Kontroversi Rasisme di RS Medistra, Jamkeswatch FSPMI Mengecam Kebijakan RS Medistra Jakarta

Kontroversi Rasisme di RS Medistra, Jamkeswatch FSPMI Mengecam Kebijakan RS Medistra Jakarta

Jakarta, KPonline — Kasus dugaan rasisme di RS Medistra Jakarta Selatan kembali mencuat setelah dokter Diani Kartini, Sp.B., Subsp. Onk,(K) mengundurkan diri. Dalam pernyataan resmi yang dirilis oleh Jamkeswatch FSPMI, pada Senin, (2/9/2024). Jamkeswatch FSPMI yang merupakan Pilar Federasi Serikat Pekerja Metal Indonesia mengekspresikan dukungan terhadap tindakan dr. Diani dan mengecam manajemen RS Medistra yang dianggap melakukan tindakan diskriminatif.

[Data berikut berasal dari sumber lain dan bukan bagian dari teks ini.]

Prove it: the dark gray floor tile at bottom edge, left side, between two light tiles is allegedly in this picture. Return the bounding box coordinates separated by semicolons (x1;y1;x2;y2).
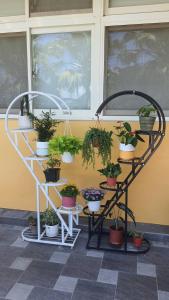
27;287;71;300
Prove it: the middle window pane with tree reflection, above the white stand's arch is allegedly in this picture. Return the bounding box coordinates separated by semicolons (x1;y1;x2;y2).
32;32;91;109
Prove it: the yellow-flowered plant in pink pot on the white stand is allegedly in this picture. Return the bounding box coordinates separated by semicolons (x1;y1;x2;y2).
60;184;79;208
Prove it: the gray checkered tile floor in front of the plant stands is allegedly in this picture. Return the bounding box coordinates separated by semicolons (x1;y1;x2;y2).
0;225;169;300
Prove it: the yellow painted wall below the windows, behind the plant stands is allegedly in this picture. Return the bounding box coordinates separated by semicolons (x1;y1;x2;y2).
0;120;169;225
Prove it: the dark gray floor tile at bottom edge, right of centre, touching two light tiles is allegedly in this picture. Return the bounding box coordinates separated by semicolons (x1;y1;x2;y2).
115;272;158;300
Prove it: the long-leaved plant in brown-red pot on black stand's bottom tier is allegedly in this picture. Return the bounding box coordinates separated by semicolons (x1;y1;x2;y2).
109;202;136;246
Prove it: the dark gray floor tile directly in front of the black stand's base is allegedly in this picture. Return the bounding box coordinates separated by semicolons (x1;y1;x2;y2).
102;252;137;273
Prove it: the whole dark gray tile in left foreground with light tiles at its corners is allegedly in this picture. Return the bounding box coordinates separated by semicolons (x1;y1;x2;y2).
19;261;63;288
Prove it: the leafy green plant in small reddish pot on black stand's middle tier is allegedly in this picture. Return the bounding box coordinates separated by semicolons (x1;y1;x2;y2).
98;163;121;186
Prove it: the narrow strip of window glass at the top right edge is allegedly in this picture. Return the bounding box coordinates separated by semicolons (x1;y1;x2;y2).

Pernyataan tersebut muncul setelah dr. Diani mengajukan pertanyaan terkait kebijakan berpakaian di rumah sakit, yang melarang tenaga medis, termasuk dokter perempuan, untuk mengenakan hijab. Dia mengungkapkan kekecewaannya atas adanya standar ganda dalam penerapan kebijakan tersebut, yang dinilai tidak sejalan dengan prinsip keadilan dan kesetaraan.

Bacaan Lainnya

Jamkeswatch FSPMI meminta masyarakat untuk tidak berobat ke RS Medistra hingga masalah tersebut diselesaikan. Tommy juga mendesak Kementerian Kesehatan RI untuk menindaklanjuti isu rasisme yang terjadi dan meminta manajemen RS Medistra untuk meminta maaf secara resmi melalui konferensi pers.

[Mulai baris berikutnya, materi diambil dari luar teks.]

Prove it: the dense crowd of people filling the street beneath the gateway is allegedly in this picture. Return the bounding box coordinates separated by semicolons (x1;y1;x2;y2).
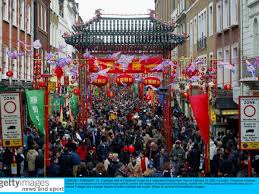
0;90;259;177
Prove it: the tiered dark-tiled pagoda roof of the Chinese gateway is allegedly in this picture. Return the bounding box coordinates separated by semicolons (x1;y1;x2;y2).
64;12;187;53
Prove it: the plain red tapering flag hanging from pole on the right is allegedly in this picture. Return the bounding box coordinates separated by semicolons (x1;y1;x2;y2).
190;94;210;144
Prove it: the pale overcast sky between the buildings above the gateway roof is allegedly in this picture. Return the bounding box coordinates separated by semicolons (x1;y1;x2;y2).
76;0;155;21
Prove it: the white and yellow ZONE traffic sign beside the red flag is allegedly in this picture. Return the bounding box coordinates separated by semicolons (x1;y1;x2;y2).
239;96;259;150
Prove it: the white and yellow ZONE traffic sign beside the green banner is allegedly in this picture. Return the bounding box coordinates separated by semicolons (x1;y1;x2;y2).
0;92;23;147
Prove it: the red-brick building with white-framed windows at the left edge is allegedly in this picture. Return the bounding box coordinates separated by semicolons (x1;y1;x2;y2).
0;0;34;86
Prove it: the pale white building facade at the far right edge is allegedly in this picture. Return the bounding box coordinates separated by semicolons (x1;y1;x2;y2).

“Diskriminasi berdasarkan cara berpakaian tidak dapat diterima di institusi kesehatan. Kami berharap manajemen RS Medistra segera melakukan evaluasi terhadap kebijakan yang ada,” ujar Tommy Juniannur, Direktur Jamkeswatch FSPMI.

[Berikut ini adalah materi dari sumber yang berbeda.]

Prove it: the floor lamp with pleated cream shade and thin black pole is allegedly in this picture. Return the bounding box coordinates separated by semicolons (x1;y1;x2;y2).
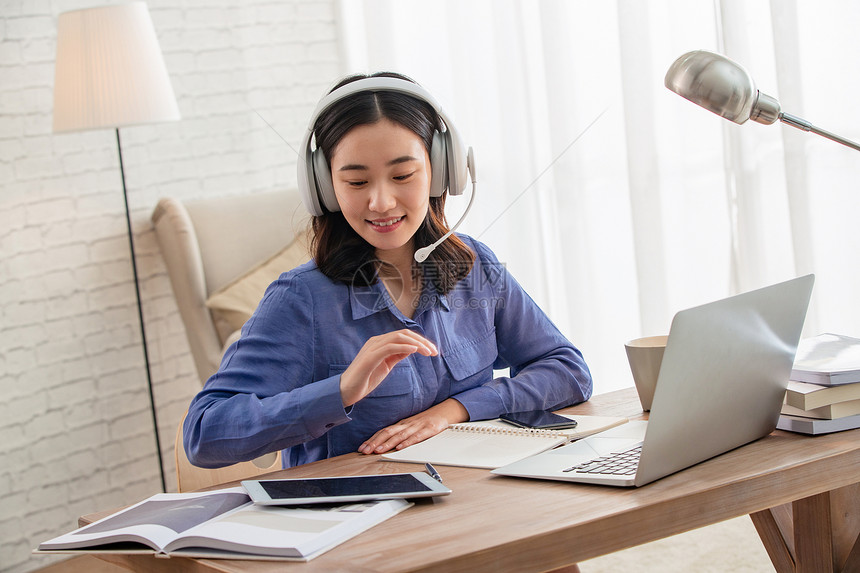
54;2;179;491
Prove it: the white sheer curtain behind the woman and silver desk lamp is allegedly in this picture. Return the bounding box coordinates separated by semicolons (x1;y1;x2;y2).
340;0;860;392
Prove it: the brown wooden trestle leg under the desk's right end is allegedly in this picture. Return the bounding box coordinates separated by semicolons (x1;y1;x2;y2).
750;484;860;573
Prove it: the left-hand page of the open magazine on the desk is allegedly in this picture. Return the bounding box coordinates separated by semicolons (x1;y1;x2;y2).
39;487;251;551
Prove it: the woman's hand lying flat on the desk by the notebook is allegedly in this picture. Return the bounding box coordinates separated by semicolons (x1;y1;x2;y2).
358;398;469;454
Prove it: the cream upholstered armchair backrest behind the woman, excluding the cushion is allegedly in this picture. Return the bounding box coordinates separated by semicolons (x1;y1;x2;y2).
152;190;307;384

Senada dengan Tommy, Heri Irawan, Sekretaris Nasional Jamkeswatch FSPMI mengungkapkan jika betul hal itu terjadi, kami melihat kebijakan yang melarang tenaga medis, khususnya perempuan yang mengenakan hijab, menunjukkan adanya standar ganda yang tidak konsisten dengan prinsip keadilan dan kesetaraan. Jika RS Medistra mengklaim sebagai rumah sakit internasional, seharusnya mereka menghormati keragaman budaya dan agama para karyawan sebagaimana tertuang dalam Konvensi ILO No. 111 tentang Diskriminasi (Pekerjaan dan Pekerja) 1958 menekankan pentingnya kebijakan yang mendorong kesetaraan di tempat kerja. RS Medistra, sebagai institusi kesehatan, seharusnya menjadi contoh dalam menerapkan prinsip-prinsip ini. Tegas Heri

“Pertanyaan yang diajukan oleh dr. Diani terkait “standar ganda” dalam kebijakan berpakaian harus dijawab dengan jelas oleh manajemen. Setiap kebijakan yang diterapkan harus transparan dan adil, serta tidak menghalangi hak individu untuk mengekspresikan identitas mereka” sesuai dengan UU No. 39 Tahun 1999 tentang Hak Asasi Manusia: Dalam undang-undang ini, diskriminasi berdasarkan agama atau keyakinan dilarang. Pasal 7 menyatakan bahwa “setiap orang berhak untuk tidak diperlakukan secara diskriminatif oleh siapapun.” kata Heri.

Kasus ini menjadi sorotan publik dan akan memicu diskusi luas mengenai kesetaraan hak di tempat kerja, terutama dalam sektor kesehatan. Dengan semakin banyaknya masyarakat yang menuntut transparansi dan keadilan, diharapkan langkah-langkah positif akan segera diambil untuk menangani permasalahan ini.